Orbene, come è manifesto, il pieno esercizio dei poteri della Comunità presuppone il miglior funzionamento possibile di ciascuna delle sue istituzioni, funzionamento a sua volta influenzato dall'atteggiamento degli Stati membri nei loro confronti. Come avete affermato nella sentenza 15 settembre 1981, Lord Bruce, gli Stati membri hanno «il dovere di non adottare provvedimenti atti ad ostacolare il funzionamento interno delle istituzioni della Comunità». Questo dovere è un'illustrazione dell'obbligo, accettato dagli Stati membri con l'art. 5 del Trattato «di facilitare alla Comunità lo svolgimento del suo compito e di astenersi da qualsiasi provvedimento che possa mettere in pericolo la realizzazione degli scopi del Trattato» ( 7 )
Orbene, l'obbligo, imposto ai coniugi dei dipendenti della Comunità che lavorano nel Belgio, di pagare il minervai non può essere considerato come un provvedimento atto ad ostacolare il funzionamento interno delle istituzioni della Comunità. La sua incidenza in proposito mi sembra infatti nel contempo troppo limitata e troppo indiretta. Indubbiamente, quest'obbligo può apparire di per sé discriminatorio, giacché dipende dalla cittadinanza dello studente coniuge del dipendente, ma non può avere un effetto abbastanza rilevante sul funzionamento delle istituzioni per essere considerato ragionevolmente come un ostacolo. Di conseguenza, esso perde, secondo me, il solo punto di eventuale collegamento al diritto comunitario. Si deve infatti escludere qualsiasi considerazione attinente alla situazione parallela dei lavoratori emigranti, considerazione che renderebbe necessaria l'interpretazione di disposizioni nel nostro caso non pertinenti.
Il decidere in senso diverso avrebbe inoltre l'inconveniente, non trascurabile, di causare un'altra discriminazione, questa volta fra lo stesso dipendente — obbligato, non dimentichiamolo, a pagare il minervai in tutti i tipi di insegnamento superiore — e il coniuge che ne sarebbe esente.
La Commissione ha sollevato il problema delle assunzioni.
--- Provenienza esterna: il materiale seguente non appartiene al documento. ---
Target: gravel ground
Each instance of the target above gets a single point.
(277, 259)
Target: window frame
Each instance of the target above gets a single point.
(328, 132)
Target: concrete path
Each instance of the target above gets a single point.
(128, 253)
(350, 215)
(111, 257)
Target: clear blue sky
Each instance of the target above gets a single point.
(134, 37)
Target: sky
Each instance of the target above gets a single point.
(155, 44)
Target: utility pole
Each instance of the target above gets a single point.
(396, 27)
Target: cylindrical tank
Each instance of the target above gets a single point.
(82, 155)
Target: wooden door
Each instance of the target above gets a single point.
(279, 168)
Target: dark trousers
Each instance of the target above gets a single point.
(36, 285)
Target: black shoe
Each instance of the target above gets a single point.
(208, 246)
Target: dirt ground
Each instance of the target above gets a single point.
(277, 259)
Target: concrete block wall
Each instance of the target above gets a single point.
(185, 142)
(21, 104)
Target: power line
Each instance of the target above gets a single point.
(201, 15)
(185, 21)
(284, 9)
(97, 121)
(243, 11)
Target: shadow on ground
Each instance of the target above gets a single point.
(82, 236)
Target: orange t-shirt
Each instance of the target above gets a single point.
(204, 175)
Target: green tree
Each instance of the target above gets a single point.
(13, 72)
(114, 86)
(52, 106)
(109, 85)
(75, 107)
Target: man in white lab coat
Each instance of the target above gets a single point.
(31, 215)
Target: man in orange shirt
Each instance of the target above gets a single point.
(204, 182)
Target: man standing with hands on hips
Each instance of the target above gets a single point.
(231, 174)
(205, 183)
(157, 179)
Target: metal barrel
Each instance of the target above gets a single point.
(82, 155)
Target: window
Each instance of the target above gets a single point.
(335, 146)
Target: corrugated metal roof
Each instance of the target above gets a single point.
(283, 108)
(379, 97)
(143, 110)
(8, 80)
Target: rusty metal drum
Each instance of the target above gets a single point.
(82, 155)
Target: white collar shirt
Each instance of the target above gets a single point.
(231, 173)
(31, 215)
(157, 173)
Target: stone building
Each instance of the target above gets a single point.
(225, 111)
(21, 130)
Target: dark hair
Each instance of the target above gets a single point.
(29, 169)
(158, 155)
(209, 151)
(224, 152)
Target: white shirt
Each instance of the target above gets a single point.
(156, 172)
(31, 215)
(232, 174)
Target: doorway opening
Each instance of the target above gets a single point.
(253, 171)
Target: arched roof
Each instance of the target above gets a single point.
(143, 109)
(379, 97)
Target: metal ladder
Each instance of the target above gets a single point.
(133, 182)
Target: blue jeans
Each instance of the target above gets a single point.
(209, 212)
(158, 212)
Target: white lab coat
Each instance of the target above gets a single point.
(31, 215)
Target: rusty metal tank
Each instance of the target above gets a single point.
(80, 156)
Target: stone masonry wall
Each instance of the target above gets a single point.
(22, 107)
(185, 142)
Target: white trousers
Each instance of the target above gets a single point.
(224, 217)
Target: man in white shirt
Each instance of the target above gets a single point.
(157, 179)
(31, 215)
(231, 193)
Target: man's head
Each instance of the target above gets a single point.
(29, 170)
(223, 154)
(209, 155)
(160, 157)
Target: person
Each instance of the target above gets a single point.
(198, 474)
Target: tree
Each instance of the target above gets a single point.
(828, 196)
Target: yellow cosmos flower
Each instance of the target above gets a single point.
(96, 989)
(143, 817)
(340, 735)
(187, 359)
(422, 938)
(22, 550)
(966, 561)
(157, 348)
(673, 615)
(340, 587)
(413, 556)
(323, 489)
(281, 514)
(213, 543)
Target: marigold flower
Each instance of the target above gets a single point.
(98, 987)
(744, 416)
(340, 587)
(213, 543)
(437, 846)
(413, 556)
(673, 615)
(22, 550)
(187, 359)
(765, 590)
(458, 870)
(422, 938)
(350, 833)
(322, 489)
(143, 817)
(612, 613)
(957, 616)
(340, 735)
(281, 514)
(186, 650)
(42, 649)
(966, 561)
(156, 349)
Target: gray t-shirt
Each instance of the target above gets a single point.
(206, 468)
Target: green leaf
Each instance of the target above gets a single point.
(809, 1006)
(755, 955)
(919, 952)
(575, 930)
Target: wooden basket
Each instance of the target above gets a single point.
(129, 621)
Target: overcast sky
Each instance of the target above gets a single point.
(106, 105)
Essa rileva che la libertà di assumere i loro dipendenti secondo la base geografica più ampia possibile pare costituire uno dei principi fondamentali del funzionamento delle istituzioni comunitarie. Questa esigenza giustifica numerose disposizioni dello statuto e del protocollo sui privilegi e sulle immunità. È tuttavia possibile ritenere che il pagamento di una tassa a carico del coniuge di un dipendente, il quale desideri seguire un insegnamento superiore, sia atto a complicare il suo adattamento familiare o ad obbligarlo a lasciare il tetto coniugale per seguire altrove un insegnamento meno costoso?
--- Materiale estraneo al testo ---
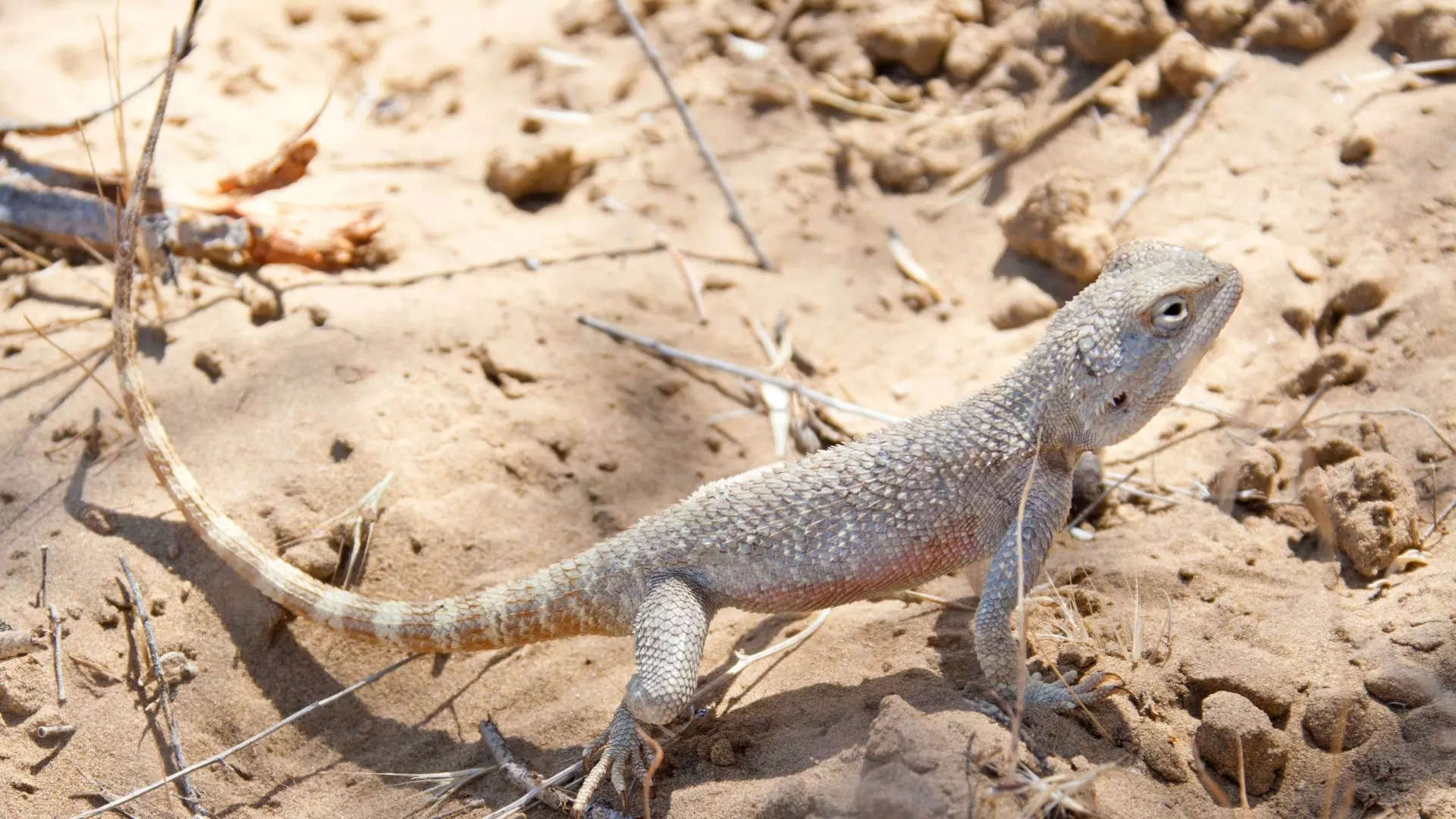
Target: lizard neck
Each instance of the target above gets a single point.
(1017, 416)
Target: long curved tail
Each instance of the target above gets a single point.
(551, 604)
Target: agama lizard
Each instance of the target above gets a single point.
(881, 513)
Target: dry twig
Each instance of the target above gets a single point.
(1172, 140)
(190, 798)
(290, 719)
(734, 213)
(672, 353)
(1059, 117)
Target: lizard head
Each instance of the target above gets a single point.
(1131, 338)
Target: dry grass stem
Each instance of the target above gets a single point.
(190, 798)
(1171, 142)
(674, 354)
(734, 212)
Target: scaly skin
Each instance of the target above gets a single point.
(883, 513)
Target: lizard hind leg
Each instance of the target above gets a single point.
(667, 642)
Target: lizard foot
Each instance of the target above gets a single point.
(1050, 695)
(625, 748)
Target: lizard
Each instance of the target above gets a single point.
(989, 477)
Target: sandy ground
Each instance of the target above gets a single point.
(1245, 624)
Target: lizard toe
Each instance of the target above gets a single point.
(620, 758)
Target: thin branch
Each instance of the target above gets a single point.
(190, 798)
(573, 771)
(77, 362)
(734, 213)
(55, 620)
(1391, 411)
(290, 719)
(1438, 522)
(1175, 139)
(1059, 117)
(672, 353)
(1088, 509)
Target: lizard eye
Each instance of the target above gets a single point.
(1169, 314)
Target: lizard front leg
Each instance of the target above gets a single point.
(667, 642)
(996, 645)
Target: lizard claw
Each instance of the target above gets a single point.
(1060, 697)
(622, 752)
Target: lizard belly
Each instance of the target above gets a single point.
(830, 575)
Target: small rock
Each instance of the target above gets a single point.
(96, 521)
(971, 52)
(177, 668)
(1439, 803)
(902, 172)
(1107, 31)
(1251, 469)
(1185, 64)
(912, 34)
(1367, 504)
(1163, 752)
(1304, 262)
(1329, 708)
(1055, 224)
(1423, 637)
(360, 14)
(1351, 300)
(1356, 148)
(1229, 723)
(1424, 30)
(1022, 303)
(1337, 365)
(299, 12)
(535, 169)
(262, 303)
(1335, 450)
(209, 365)
(313, 558)
(1432, 726)
(1216, 20)
(826, 42)
(1304, 25)
(896, 790)
(1256, 675)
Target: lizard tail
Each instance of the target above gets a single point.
(558, 601)
(542, 607)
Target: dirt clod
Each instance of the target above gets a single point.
(971, 52)
(313, 558)
(1216, 20)
(1185, 64)
(1304, 25)
(1254, 675)
(1231, 725)
(912, 34)
(1340, 713)
(1107, 31)
(1338, 365)
(1022, 303)
(1356, 148)
(1424, 30)
(536, 169)
(1367, 506)
(1055, 223)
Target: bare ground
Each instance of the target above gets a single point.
(494, 480)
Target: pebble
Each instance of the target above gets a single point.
(1229, 723)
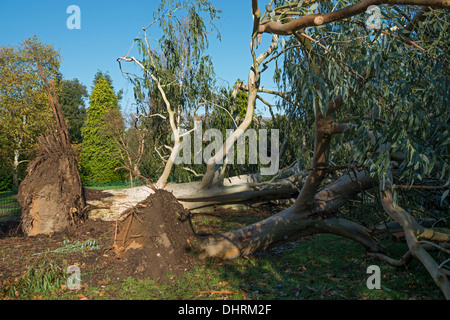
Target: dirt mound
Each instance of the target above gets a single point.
(51, 194)
(153, 238)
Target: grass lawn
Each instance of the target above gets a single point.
(320, 267)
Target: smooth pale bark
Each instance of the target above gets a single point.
(312, 20)
(291, 223)
(413, 231)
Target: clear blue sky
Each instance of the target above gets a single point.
(108, 28)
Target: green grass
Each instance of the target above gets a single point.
(326, 267)
(320, 267)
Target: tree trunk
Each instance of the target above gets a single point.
(51, 195)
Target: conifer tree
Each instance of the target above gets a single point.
(99, 155)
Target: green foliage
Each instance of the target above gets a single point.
(71, 99)
(184, 71)
(99, 154)
(24, 111)
(43, 277)
(403, 106)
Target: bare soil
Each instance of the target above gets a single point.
(151, 240)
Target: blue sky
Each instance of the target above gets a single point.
(108, 28)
Non penso proprio che queste considerazioni siano atte a limitare il numero dei candidati a dei posti nella Comunità.
È questo il motivo per cui vi propongo di risolvere le questioni sollevate dal juge de paix del quarto cantone di Bruxelles nel senso che nessuna norma o principio di diritto comunitario osta alla validità della normativa nazionale che contempli il pagamento di una tassa d'iscrizione alle scuole superiori a carico dei soli studenti stranieri, tassa dovuta in particolare dai coniugi dei dipendenti della Comunità che siano cittadini di determinati Stati membri ed abitino con essi a causa della loro attività presso la Comunità.
( 1 ) Traduzione dal francese.
( 2 ) Legge 5 gennaio 1976, art. 85, n. 3, 1o) f)
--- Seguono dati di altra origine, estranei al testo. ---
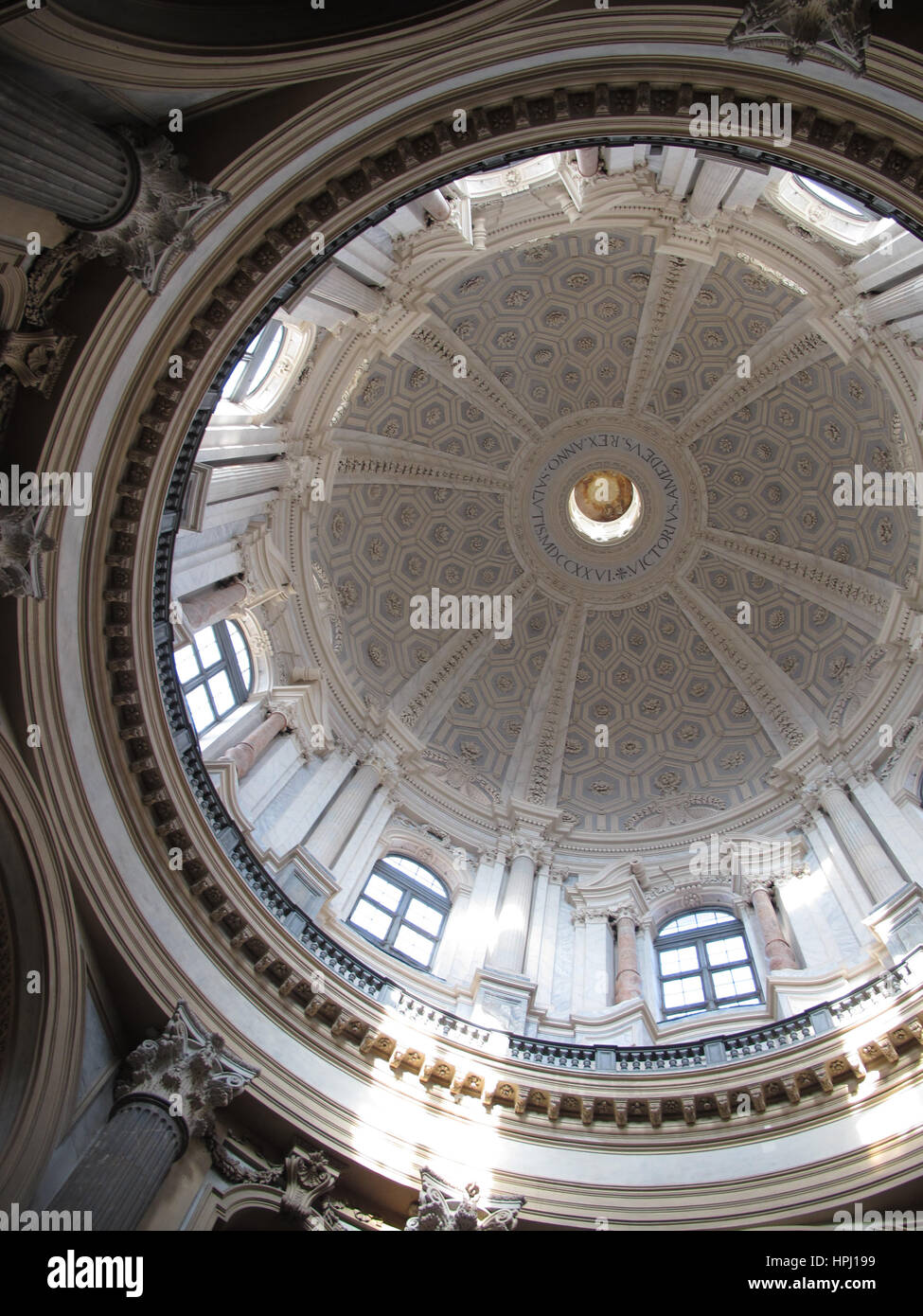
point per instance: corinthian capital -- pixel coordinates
(188, 1069)
(309, 1177)
(624, 910)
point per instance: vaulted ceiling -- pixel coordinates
(556, 334)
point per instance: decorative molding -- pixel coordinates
(159, 226)
(447, 1210)
(186, 1066)
(835, 32)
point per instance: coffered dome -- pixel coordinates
(654, 679)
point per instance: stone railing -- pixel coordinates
(349, 969)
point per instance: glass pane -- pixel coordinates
(383, 891)
(726, 951)
(235, 378)
(683, 991)
(269, 353)
(678, 961)
(244, 667)
(186, 665)
(201, 711)
(370, 918)
(415, 870)
(691, 921)
(832, 198)
(424, 916)
(733, 982)
(222, 692)
(410, 942)
(241, 651)
(207, 647)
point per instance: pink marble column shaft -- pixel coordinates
(629, 979)
(253, 746)
(775, 948)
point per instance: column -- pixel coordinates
(627, 979)
(872, 863)
(454, 937)
(777, 951)
(588, 161)
(337, 823)
(255, 745)
(514, 917)
(170, 1094)
(54, 158)
(710, 187)
(205, 607)
(322, 786)
(903, 300)
(892, 823)
(536, 921)
(361, 849)
(549, 932)
(473, 942)
(596, 974)
(835, 866)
( 3 ) Recante il n. E/EC/CH/2.6.
( 4 ) Riferimento: ES/RS.
( 5 ) Lettera 7 maggio 1980 del gabinetto del ministro dell'educazione nazionale.
( 6 ) Casagrande/Landeshauptstadt München, causa 9/74, specialmente punto 6, Race. pag. 779; in un altro campo: Terza Sezione, 14 gennaio 1982, Reina, causa 65/81, punto 15, Race. pagg. 44-45.
( 7 ) Lord Bruce of Donington/Aspden, causa 208/80, punto 14, Race. pagg. 2218-2219.